July 08, 2003

LOOKING FOR LAUGHS IN ALL THE WRONG PLACES

If you do not mind sad movies and can stand a good cry, go see About Schmidt.

From a technical standpoint, the movie does not deserve more than a “B.” Nicholson, of course, is masterful. But, big chunks of the film are trite, predictable, even pedantic. So, forget technicalities.

About Schmidt is a profound tragedy about realizing near the end of ones days that life has been neither moral nor immoral, but simply empty. Schmidt has occupied the shank of his adulthood in the bland, monochromatic world of an insurance actuary. He retires to discover not only that his days are vacuous, but also that his wife of 43 years is annoying and fussy. His wife suddenly dies, and his life becomes even emptier. He tries solitude, not so much by choice as by default, but he is deafened by the silence. He hooks up with his daughter’s fiancĂ©’s wacky family, but they are even more annoying than his wife was and even more vacuous than his aloneness. Even his daughter rejects his long delayed overtures.

Like I say, a tragedy of momentous proportion.

Schmidt’s only salvation is in the rambling, self-revelatory letters he sends to an impoverished African orphan child, whom Schmidt has adopted for $22 a month via one of those “help the children” infomercials. Eventually, the six-year-old sends him back a stick-figure drawing conveying the most basic feeling of friendship. Schmidt cries and finally, nearly too late, he discovers his humanity.

Were the story entirely without humor, the tragedy would be devastating, redeemed only in the final scene, so the movie has its funny moments. (Try Nicholson’s face at his daughter’s wedding rehearsal or Kathy Bates’ grotesque flash of nudity.) But, let there be no mistaking. This is a powerfully painful story.

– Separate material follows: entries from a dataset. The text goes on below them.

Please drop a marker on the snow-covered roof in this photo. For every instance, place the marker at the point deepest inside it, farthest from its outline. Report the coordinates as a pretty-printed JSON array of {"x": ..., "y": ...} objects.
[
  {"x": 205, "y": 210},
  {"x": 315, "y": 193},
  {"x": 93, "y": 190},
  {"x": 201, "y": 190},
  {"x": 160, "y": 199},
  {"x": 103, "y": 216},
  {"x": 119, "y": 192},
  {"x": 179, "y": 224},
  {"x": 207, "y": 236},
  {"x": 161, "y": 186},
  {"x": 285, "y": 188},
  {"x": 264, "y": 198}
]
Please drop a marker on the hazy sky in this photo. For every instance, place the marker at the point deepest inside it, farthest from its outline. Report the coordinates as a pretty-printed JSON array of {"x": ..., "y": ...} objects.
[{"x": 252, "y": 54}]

Having abdicated my pulpit, I no longer push myself to seek out Biblical parallels or homiletic inspiration in books and movies, but this time I cannot help waxing sermonic: Is not the pain in watching Schmidt’s emptiness simply a function of looking in the mirror at our own emptiness? Slogging through our pallid jobs to earn modest pay and meager gratification? Finding only annoyance in our daily encounters, even in those nearest to us? Deafened by our solitude?

If redemption is ever to be found, it will be discovered only in the simplest acts of kindness, the acts that restore others to humanity, who, in turn, help us discover our own. My fantasy about Schmidt is that he might even start attending church and realize that the wholeness he finally found through giving and receiving humanity is a gift that emanates directly from God.

About Schmidt is about you and me.

Or, is it?

My heart was repeatedly wrenched by the pain and pathos of this story unfolding on the screen. I was even brought to tears, unusual for me. But, at most of the movie’s most poignant, heart-wrenching moments, I swear to you that a majority of that matinee audience laughed, including the hyena sitting directly behind me.

Did I miss something? Are my visual and emotional filters so badly askew? Maybe sometimes, but in this case I think not.

I could doff it off as being surrounded by stupid people in a stupid place, or that they laughed the nervous, hypersensitive laughter that people occasionally laugh when they are faced by situations too difficult to bear. But I tell you, this was the yuk-yuk laughter of comedy . . . and it was comedy that I could not see.

I hate to think the worst: that this is the laughter that emanates from a profound absence of empathy, the inability to see in the pain of others the possibility of our own pain, the cruelty not of the aggressor but of the person who sees a human being’s tragedy and finds only humor in his pathetic situation.

Perhaps that is the most tragic emptiness of all. You tell me.